Aidan Walsh has secured Ireland’s first Olympic medal in boxing since the London Olympics in 2012.
The Belfast welterweight comfortably outpointed Merven Clair from Mauritius in their quarter-final bout at the Kokugikan Areana in Tokyo.
He now meets the number one seed Pat McCormack from Britain in the semi-final on Sunday where he will have a chance to upgrade to silver.
As he did in his last 16 contest, Walsh stood off his opponent and caught him on the counter punch when he ventured forward. It was a tactical battle in the opening two rounds but Walsh’s accurate jab was finding the target whereas Clair cut a frustrated figure.
Walsh won the first round on all five judges' cards which was crucial to his game plan as it forced his opponent to come forward more frequently. Clair did have some success in round two and two of the judges give him the stanza.
But as long as he stayed upright Walsh was heading to the podium, though there was a moment of concern early in the third round when the referee warned Walsh to stand and fight. But the Belfast fighter comfortably saw out the bout to go through to the semi-final on a 4-1 majority decision - 30-27, 30-27, 30-27, 29-28, 28-29.

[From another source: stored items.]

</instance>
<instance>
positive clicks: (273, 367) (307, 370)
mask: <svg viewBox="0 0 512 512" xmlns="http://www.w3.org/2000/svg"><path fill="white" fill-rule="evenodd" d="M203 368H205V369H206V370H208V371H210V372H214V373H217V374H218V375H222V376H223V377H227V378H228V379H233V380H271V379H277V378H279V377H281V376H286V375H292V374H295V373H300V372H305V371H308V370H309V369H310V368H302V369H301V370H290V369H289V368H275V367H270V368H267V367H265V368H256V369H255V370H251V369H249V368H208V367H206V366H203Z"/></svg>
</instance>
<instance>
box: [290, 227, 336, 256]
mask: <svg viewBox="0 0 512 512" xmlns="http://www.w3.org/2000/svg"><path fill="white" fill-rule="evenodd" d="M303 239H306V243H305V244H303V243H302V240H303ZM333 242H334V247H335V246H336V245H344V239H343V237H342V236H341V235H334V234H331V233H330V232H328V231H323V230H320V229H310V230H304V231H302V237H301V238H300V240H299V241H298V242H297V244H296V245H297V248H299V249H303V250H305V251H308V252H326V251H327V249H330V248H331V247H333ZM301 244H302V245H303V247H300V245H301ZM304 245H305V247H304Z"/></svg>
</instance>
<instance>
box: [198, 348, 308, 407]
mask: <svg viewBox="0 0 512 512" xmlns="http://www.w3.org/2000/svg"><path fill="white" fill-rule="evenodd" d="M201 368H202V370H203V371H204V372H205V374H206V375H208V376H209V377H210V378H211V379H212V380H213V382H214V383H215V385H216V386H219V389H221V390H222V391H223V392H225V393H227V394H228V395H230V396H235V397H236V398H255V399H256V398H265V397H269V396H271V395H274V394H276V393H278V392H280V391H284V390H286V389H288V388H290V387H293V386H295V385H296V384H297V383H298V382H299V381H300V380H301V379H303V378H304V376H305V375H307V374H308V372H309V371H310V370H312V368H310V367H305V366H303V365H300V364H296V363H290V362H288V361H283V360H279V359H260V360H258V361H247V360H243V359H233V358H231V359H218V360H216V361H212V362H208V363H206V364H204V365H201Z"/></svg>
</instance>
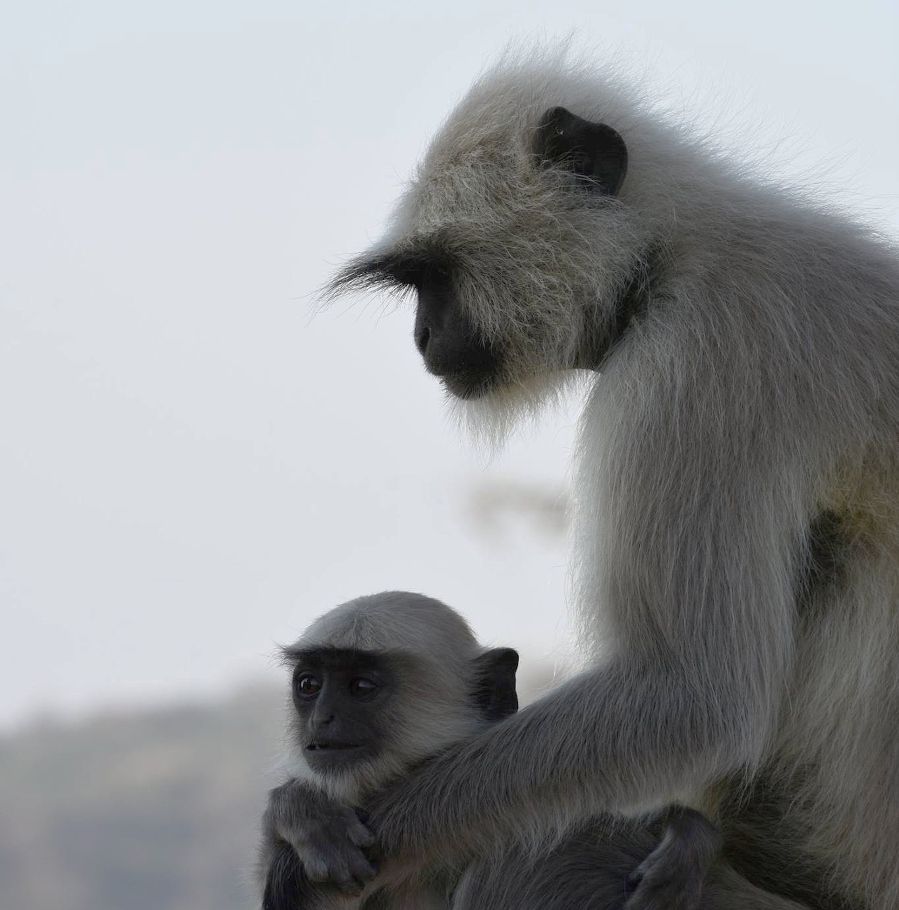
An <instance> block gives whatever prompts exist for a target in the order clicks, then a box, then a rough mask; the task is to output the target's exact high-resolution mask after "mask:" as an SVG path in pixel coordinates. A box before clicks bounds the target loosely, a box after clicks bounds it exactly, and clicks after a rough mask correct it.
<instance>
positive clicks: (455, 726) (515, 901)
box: [259, 591, 787, 910]
mask: <svg viewBox="0 0 899 910" xmlns="http://www.w3.org/2000/svg"><path fill="white" fill-rule="evenodd" d="M284 657H285V660H286V662H287V664H288V666H289V667H290V668H291V696H292V704H293V710H292V713H291V722H290V733H289V737H288V740H289V743H290V756H289V760H290V766H291V769H292V775H291V777H290V779H289V780H288V781H287V782H286V783H284V784H282V785H281V786H279V787H276V788H275V789H274V790H272V791H271V793H270V795H269V801H268V807H267V809H266V812H265V816H264V818H263V832H262V844H261V849H260V857H259V881H260V889H261V891H262V895H263V896H262V907H263V910H450V907H452V908H453V910H553V908H558V910H572V908H574V907H577V908H579V910H621V908H622V907H623V906H624V905H625V902H626V901H627V908H628V910H672V908H683V910H693V908H696V910H723V908H727V907H729V906H731V904H730V903H728V901H729V900H730V899H731V898H732V897H733V895H739V896H740V898H741V900H742V903H741V906H742V907H744V910H782V908H786V907H787V905H786V904H784V903H781V902H776V903H772V902H771V901H769V900H767V899H766V896H765V895H764V894H763V893H761V892H759V891H757V890H756V889H754V888H752V887H751V886H747V885H746V883H744V882H742V880H740V879H739V877H737V876H735V875H734V874H733V873H732V872H731V871H730V870H729V869H727V867H726V866H725V865H724V864H723V863H721V862H717V863H715V865H714V866H713V867H712V869H711V871H710V875H709V879H708V882H707V883H706V885H707V886H706V887H705V889H704V888H703V885H704V879H705V876H706V872H707V870H709V868H710V866H712V864H713V861H715V860H716V859H717V858H718V853H719V849H720V843H721V839H720V836H719V835H718V833H717V831H716V830H715V829H714V828H713V827H712V826H711V825H710V824H709V823H708V822H707V821H706V820H705V819H703V818H702V817H701V816H700V815H698V814H697V813H695V812H691V811H689V810H685V809H681V808H678V807H671V808H670V809H668V810H666V811H665V812H663V813H661V814H660V815H659V816H657V817H655V818H652V819H648V820H647V821H646V822H640V823H629V824H628V823H624V822H622V821H620V820H614V819H611V818H609V817H608V816H606V817H602V818H594V819H591V820H590V821H589V822H588V823H587V824H584V825H581V826H580V828H579V829H578V830H577V831H574V832H572V833H571V834H570V835H569V836H568V837H567V838H565V839H563V840H562V841H561V842H560V843H553V844H550V845H547V846H543V848H542V849H533V850H531V851H529V852H527V851H521V850H515V849H510V850H505V851H504V850H498V851H495V852H494V853H493V854H492V855H490V856H484V857H482V858H480V860H479V861H478V862H475V863H471V864H469V865H468V868H467V869H466V868H465V866H464V865H463V866H460V867H456V868H453V865H452V864H448V865H441V864H439V863H438V864H435V866H434V867H433V868H432V869H422V870H421V871H420V873H418V874H416V875H414V876H412V877H411V878H410V877H408V876H405V875H403V874H400V875H398V876H394V877H393V878H391V875H390V872H389V871H388V872H385V874H384V875H382V876H380V877H376V870H375V867H374V866H373V865H372V862H371V859H372V858H371V856H370V854H369V853H367V848H369V847H370V846H371V844H372V840H373V838H372V836H371V833H370V832H369V831H368V829H367V828H366V827H365V825H364V824H363V823H362V821H361V819H360V817H359V815H358V814H357V812H356V811H355V809H354V807H355V806H360V805H363V804H364V802H365V800H366V798H367V796H369V795H370V794H371V793H372V792H373V791H374V790H375V788H377V787H379V786H381V785H383V784H384V782H385V781H388V780H391V779H392V778H395V777H397V776H398V775H401V774H403V773H405V772H406V771H407V770H408V768H409V767H410V766H411V765H412V764H413V763H414V762H416V761H419V760H421V759H422V758H423V757H426V756H428V755H431V754H433V753H434V752H436V751H437V750H439V749H442V748H445V747H446V746H447V745H449V744H451V743H453V742H456V741H458V740H461V739H463V738H466V737H470V736H472V735H473V734H474V733H475V732H477V731H479V730H483V729H485V728H486V727H488V726H489V725H491V724H495V723H498V722H499V721H501V720H502V719H503V718H505V717H508V716H510V715H511V714H514V713H515V711H516V710H517V708H518V697H517V693H516V688H515V671H516V669H517V667H518V655H517V654H516V652H515V651H513V650H512V649H511V648H490V649H485V648H483V647H481V646H480V645H479V644H478V642H477V640H476V639H475V637H474V635H473V634H472V631H471V629H470V628H469V627H468V624H467V623H466V622H465V620H464V619H462V617H461V616H460V615H459V614H458V613H456V611H455V610H452V609H451V608H450V607H448V606H447V605H446V604H444V603H441V602H440V601H439V600H434V599H433V598H430V597H425V596H423V595H421V594H412V593H409V592H405V591H385V592H383V593H381V594H374V595H370V596H368V597H359V598H356V599H355V600H352V601H349V602H348V603H345V604H342V605H341V606H339V607H335V608H334V609H333V610H331V611H330V612H328V613H326V614H325V615H324V616H322V617H320V618H319V619H318V620H316V621H315V622H314V623H313V624H312V625H311V626H310V627H309V629H307V630H306V632H305V633H304V634H303V635H302V637H301V638H300V639H299V641H297V642H296V643H295V644H293V645H291V646H290V647H289V648H286V649H285V650H284ZM635 873H636V874H635ZM460 878H461V879H463V881H462V885H461V886H460V887H458V888H457V885H458V884H459V881H460ZM454 892H455V894H454Z"/></svg>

He is the ninth fighter from Belfast to medal in the Olympics following in the footsteps of John McNally (1952), Freddie Gilroy and John Caldwell (1956), Jim McCourt (1964), Hugh Russell (1980), Wayne McCullagh (1992), Paddy Barnes (2008 and 2012) and Michael Conlan (2012).
“It’s incredible, it’s amazing, it’s something that I dreamed of since I was no age.
“The same as Paddy Barnes, Michael Conlan, Hugh Russell. I was talking to Hugh Russell before I came out here and it’s amazing now that I’m in the same situation that he was in. Obviously, I want to go further. It’s really, really good."
Reacting to the news that he was the ninth Belfast born fighter to win an Olympic medal he said.
“I’m getting shivers here just thinking about it.”
Walsh said he had full confidence in the tactics his coaches had devised from him.
“It’s the same again, what Zaur (Anita) and Dima (Dmitrij) tell me what to do. When I’m listening in the corner, they gave me the right tactics. It’s all about the right tactics and they always give me the right tactics.
“You just have to listen to them, and I’ve learned that over the years, to listen more and more and more and do what I’m told."
Walsh confirmed the referee had told him to fight in the final round.
“He told me to fight. I’ve been getting that my whole life, so I have, people saying ‘fight, fight, fight, hurry up and move’. I’ve always had that style of moving.
“I’m just now implementing more stuff while I’m moving that the coaches are showing me and I’m learning more and more styles and techniques and tactics while on the move whereas before I used to just move and not really do as much.
“Now I’m growing as a fighter, I’m not just going on the move, I’m going backwards and going forwards and it’s great.”
Even though he was in control of the fight he waited until the announcement before believing he was through to an Olympic semi-final.
“You don’t really know until your hand is raised after the final bell. When I got back to the corner I said to Zaur ‘Did I win?’. In that moment you’re just looking for confirmation from anybody, looking up to my sisters, the coaches Zaur and Dima, and you’re just looking for confirmation and then when your name gets called it’s an unbelievable feeling.”
Walsh again paid tribute to his sister Michaela for her support.
“Me and her are best friends. I would actually cut the medal in half and give her half of it, that’s how much she means. I’m disappointed for her that she didn’t come out here and create history together, that would have meant a lot to me. But it’s just boxing, and we’ll come again for the next Olympics and try and create more history."